Victoria County man scheduled for execution for first time in 86 years
July 13, 2013 at 2:13 a.m.
• November 2002: Victor Billings is killed when two men enter a game room in Victoria with rifles, one firing three times at Billings.
• January 2003: John Manuel Quintanilla Jr. and Jeffrey Alan Bibb, of Port Lavaca, are charged with capital murder in connection with the Nov. 24 Action Amusement Center death.
• December 2004: Quintanilla receives the death sentence in a trial by jury in the murder.
• January 2005: Bibb is convicted of capital murder and sentenced to life in prison, eligible for parole in 40 years.

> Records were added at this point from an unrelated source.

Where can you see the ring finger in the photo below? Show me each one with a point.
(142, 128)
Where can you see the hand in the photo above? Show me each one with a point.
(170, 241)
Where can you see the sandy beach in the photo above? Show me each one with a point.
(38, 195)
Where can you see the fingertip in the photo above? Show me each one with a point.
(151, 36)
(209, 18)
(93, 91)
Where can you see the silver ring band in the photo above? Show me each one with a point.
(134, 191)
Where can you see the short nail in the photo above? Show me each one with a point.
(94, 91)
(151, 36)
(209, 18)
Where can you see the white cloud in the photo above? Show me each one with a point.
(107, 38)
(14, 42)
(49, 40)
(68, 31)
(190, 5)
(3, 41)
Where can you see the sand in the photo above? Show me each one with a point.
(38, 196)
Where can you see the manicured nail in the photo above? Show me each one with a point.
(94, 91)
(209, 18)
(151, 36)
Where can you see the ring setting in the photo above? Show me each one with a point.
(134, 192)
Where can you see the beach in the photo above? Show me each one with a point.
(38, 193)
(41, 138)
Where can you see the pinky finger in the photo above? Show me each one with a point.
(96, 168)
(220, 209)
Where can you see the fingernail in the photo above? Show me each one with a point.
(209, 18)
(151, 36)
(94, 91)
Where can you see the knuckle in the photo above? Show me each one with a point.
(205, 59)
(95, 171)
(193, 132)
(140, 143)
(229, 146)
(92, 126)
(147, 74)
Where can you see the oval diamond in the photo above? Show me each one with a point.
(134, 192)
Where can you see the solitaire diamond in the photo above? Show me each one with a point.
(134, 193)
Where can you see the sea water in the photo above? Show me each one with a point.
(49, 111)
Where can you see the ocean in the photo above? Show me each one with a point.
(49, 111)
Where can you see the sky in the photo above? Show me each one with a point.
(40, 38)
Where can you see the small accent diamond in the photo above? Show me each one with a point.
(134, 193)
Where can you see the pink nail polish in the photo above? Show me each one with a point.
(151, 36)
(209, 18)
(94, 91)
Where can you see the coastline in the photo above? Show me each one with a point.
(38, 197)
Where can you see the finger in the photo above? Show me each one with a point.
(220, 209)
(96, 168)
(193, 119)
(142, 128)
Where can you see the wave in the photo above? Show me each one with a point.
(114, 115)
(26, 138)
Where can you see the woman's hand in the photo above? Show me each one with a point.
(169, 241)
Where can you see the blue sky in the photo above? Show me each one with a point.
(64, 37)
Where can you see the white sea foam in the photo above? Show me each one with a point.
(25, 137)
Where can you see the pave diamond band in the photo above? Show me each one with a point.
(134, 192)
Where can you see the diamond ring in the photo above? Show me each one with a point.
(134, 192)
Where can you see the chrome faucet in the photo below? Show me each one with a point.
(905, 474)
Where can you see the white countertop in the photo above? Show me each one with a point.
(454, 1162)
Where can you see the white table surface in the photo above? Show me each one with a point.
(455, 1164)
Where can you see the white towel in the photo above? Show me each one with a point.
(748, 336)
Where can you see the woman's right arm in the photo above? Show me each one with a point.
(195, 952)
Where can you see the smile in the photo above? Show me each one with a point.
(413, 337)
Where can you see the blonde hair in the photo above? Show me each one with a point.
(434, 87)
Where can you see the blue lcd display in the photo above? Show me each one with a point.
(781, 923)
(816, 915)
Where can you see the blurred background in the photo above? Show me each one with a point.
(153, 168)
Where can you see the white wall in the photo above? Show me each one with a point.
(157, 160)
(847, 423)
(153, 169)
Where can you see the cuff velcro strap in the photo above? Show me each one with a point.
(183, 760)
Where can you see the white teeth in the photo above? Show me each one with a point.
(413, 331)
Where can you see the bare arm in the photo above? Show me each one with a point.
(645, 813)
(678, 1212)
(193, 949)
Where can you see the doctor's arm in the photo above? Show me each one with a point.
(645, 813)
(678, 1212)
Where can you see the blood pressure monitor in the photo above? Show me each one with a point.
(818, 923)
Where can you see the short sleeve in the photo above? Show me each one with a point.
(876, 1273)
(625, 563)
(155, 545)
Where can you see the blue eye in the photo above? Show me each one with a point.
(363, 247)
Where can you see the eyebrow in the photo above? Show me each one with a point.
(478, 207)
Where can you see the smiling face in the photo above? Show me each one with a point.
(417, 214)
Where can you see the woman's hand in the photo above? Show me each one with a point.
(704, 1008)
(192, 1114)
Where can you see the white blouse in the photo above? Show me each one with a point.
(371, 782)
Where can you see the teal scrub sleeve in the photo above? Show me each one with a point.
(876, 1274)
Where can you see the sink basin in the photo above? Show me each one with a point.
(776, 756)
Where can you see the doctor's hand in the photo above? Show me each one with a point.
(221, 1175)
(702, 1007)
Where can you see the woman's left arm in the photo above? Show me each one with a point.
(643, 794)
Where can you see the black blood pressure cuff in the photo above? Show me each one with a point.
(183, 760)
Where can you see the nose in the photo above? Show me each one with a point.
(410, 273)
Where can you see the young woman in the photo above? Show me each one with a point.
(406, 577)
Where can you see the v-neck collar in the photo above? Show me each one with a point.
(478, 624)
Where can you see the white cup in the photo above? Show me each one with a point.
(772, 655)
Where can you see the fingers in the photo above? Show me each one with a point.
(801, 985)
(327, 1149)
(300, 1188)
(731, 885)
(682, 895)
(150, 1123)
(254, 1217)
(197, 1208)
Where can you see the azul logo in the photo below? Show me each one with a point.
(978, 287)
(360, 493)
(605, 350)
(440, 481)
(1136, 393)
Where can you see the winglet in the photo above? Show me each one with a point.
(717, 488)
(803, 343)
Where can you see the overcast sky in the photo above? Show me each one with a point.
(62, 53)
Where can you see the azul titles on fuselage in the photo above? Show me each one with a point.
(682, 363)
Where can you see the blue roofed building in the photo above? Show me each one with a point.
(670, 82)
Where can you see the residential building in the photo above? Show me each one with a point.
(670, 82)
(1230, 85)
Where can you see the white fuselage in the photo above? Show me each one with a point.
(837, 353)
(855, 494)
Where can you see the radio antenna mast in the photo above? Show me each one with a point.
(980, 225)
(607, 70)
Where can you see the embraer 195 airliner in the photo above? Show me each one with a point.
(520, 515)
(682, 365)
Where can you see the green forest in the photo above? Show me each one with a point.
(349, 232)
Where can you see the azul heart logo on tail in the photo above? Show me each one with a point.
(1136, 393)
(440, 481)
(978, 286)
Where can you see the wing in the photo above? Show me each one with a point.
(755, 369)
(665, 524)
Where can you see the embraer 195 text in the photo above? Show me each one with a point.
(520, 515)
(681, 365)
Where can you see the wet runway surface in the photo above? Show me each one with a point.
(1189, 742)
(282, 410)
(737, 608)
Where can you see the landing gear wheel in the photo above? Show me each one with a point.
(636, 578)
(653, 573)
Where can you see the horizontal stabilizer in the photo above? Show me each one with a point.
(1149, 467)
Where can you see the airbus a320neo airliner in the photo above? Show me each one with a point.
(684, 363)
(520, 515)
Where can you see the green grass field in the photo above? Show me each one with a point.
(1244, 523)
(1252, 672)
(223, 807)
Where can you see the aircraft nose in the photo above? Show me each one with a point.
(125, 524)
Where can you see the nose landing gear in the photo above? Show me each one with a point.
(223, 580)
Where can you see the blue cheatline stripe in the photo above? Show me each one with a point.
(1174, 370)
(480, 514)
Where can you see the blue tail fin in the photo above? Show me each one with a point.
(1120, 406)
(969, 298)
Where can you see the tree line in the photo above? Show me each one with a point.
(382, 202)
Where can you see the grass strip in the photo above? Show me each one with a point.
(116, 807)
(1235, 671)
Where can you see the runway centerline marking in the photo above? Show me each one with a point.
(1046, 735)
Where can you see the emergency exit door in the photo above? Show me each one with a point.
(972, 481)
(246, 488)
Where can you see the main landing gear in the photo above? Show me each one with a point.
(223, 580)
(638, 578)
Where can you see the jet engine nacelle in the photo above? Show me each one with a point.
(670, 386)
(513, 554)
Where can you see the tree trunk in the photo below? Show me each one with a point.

• June 2007: The Texas Court of Criminal Appeals upholds the sentencing of Quintanilla.
• July 16, 2013: Quintanilla is scheduled for execution by lethal injection.
Source: Advocate archives and court documents
For the first time in 86 years, a Victoria County man is set for execution.
John Manuel Quintanilla Jr., 36, is to be put to death Tuesday by lethal injection after his conviction in the capital murder case of Victor Billings, 60, of Edna. The execution will be carried out at the state prison in Huntsville.
Billings was at Action Amusement Center, a game room, in the 3800 block of North John Stockbauer Drive on Nov. 24, 2002, with his wife, Linda Billings, when Quintanilla and another man, Jeffrey Alan Bibb, attempted to rob the store, said Dexter Eaves, the Victoria County district attorney when the case was tried.
Billings was a former chief deputy for the Jackson County Sheriff's Office.
"Victor stepped in front of the ladies and put himself in danger," Eaves recalled. "He grabbed the rifle and pulled it toward himself and said, 'If you are going to do anything, it is me you are going to get.'
"And John, very cold, just pulled the trigger. Not once, not twice, but gave him the last shot when he was on the ground."
A Victoria County district attorney had not pursued a death penalty case originating in Victoria County since 1927, when Ed Joshlin, a 19-year-old black man, was electrocuted on a rape conviction, according to information from the Texas Department of Criminal Justice..
"That decision was a very, very difficult decision to make," Eaves said about Quintanilla. "I made no bones about it to the jury - straight up, I am asking you to kill this guy. And that is hard to do; I'm sitting 6 feet away from him."
Eaves said there were multiple eyewitnesses identifying Quintanilla as the murderer, forensic and physical evidence and a confession by Quintanilla.
Bibb, also convicted of capital murder, received life in prison because he did not pull the trigger, Eaves said. Bibb will be eligible for parole after he serves 40 years of his sentence.
The jury unanimously convicted Quintanilla in December 2004, and he has since exhausted all appeal options, said Steve Tyler, current Victoria County district attorney, who filed the death warrant for the execution.
Quintanilla also shanked, or prison-style stabbed, a guard while awaiting trial for the murder in the Victoria County Jail and was convicted of attempted capital murder, according to Victoria County Jail records.
"What was the jury to do? You have evidence, you have a confession, you have forensics, they are on a violent crime spree, and then he continues to commit violent offenses while incarcerated. You can argue a lot of things, but you can't argue he is innocent," Tyler said.
An online petition, started in Germany, is advocating for Quintanilla's innocence, but Tyler said the petition is not based on facts and was not started by an individual in this county.
Eaves said he will attend the execution Tuesday at the request of Billings' family.
"In this situation, I think the death penalty was the best thing for them. I think there is going to be such a relief after next week, and when this thing is over, they can put it behind them and get on with their life," Eaves said about the Billings family, who declined to comment for this article.
Harrison Stafford, a friend of Victor Billings, said he was not surprised when he heard Billings died protecting his wife and others.
"He was one of the good guys, and I think that was part of the community reaction was that this happened to a really good guy," Stafford said.
Quintanilla's sister, Jennifer Martinez, said her family declined to comment.
"I really, really honestly feel for the Quintanilla family. No matter how bad a thing he did at the time, they are still losing a son, a brother, an uncle, a family member or a good friend. It is a life, and life is very, very precious," Eaves said.